Optimizing Specific and Shared Parameters for Efficient Parameter Tuning
This work addresses the problem of computational efficiency in transfer learning for AI practitioners, offering an incremental improvement over existing methods.
The paper tackles the challenge of efficiently adapting foundation models to downstream tasks with minimal computational overhead by proposing SaS, a Parameter-Efficient Transfer Learning method that integrates shared and layer-specific modules, achieving enhanced performance while adding less than 0.05% additional parameters.

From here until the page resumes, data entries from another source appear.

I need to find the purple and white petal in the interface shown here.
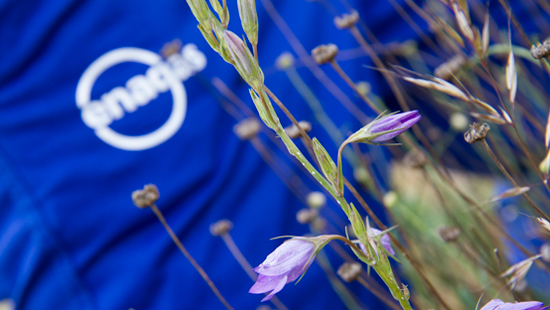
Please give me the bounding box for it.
[262,276,288,301]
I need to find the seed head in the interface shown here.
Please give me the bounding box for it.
[132,184,159,209]
[296,208,319,224]
[334,11,359,30]
[311,44,338,65]
[531,39,550,59]
[437,226,460,242]
[464,122,491,143]
[210,219,233,236]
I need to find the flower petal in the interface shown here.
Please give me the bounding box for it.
[254,239,315,276]
[248,274,285,294]
[262,276,288,301]
[479,299,504,310]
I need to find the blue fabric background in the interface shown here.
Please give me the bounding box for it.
[0,0,520,310]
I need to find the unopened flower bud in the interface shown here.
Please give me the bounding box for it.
[464,122,491,143]
[336,262,363,283]
[311,216,327,231]
[311,44,338,65]
[437,226,460,242]
[346,110,422,143]
[223,30,263,84]
[296,209,319,224]
[382,191,399,208]
[434,55,467,81]
[306,192,327,209]
[403,150,428,169]
[238,0,258,45]
[275,52,294,70]
[132,184,160,209]
[233,117,262,141]
[210,219,233,236]
[540,243,550,263]
[285,121,311,139]
[160,39,183,59]
[531,39,550,59]
[449,112,468,131]
[334,11,359,30]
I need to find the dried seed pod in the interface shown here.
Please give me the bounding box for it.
[210,219,233,236]
[531,39,550,59]
[296,208,319,224]
[132,184,160,209]
[275,52,294,70]
[403,150,428,169]
[334,11,359,30]
[434,55,467,81]
[233,117,261,141]
[336,262,363,282]
[285,121,311,139]
[464,122,491,143]
[437,226,460,242]
[160,39,183,59]
[311,44,338,65]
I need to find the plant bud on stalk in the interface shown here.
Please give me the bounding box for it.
[223,30,264,86]
[238,0,258,45]
[248,235,334,301]
[346,110,422,143]
[479,299,548,310]
[187,0,212,32]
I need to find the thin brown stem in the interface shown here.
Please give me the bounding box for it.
[481,139,550,221]
[330,59,382,114]
[150,204,233,310]
[220,233,288,310]
[344,178,451,309]
[357,277,401,310]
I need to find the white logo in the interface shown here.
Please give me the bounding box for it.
[76,44,206,151]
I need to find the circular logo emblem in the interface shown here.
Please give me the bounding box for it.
[76,47,187,151]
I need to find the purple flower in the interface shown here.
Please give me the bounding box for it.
[248,239,316,301]
[368,110,422,142]
[480,299,548,310]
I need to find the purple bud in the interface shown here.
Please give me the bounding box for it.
[480,299,548,310]
[248,239,315,301]
[369,110,422,142]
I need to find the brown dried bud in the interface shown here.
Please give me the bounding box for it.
[132,184,160,209]
[233,117,262,141]
[334,11,359,30]
[210,220,233,236]
[403,150,428,169]
[531,39,550,59]
[437,226,460,242]
[540,243,550,263]
[296,209,319,224]
[434,55,467,81]
[160,39,183,59]
[311,44,338,65]
[464,122,491,143]
[336,262,363,282]
[285,121,311,139]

Foundation models, with a vast number of parameters and pretraining on massive datasets, achieve state-of-the-art performance across various applications. However, efficiently adapting them to downstream tasks with minimal computational overhead remains a challenge. Parameter-Efficient Transfer Learning (PETL) addresses this by fine-tuning only a small subset of parameters while preserving pre-trained knowledge. In this paper, we propose SaS, a novel PETL method that effectively mitigates distributional shifts during fine-tuning. SaS integrates (1) a shared module that captures common statistical characteristics across layers using low-rank projections and (2) a layer-specific module that employs hypernetworks to generate tailored parameters for each layer. This dual design ensures an optimal balance between performance and parameter efficiency while introducing less than 0.05% additional parameters, making it significantly more compact than existing methods. Extensive experiments on diverse downstream tasks, few-shot settings and domain generalization demonstrate that SaS significantly enhances performance while maintaining superior parameter efficiency compared to existing methods, highlighting the importance of capturing both shared and layer-specific information in transfer learning. Code and data are available at https://anonymous.4open.science/r/SaS-PETL-3565.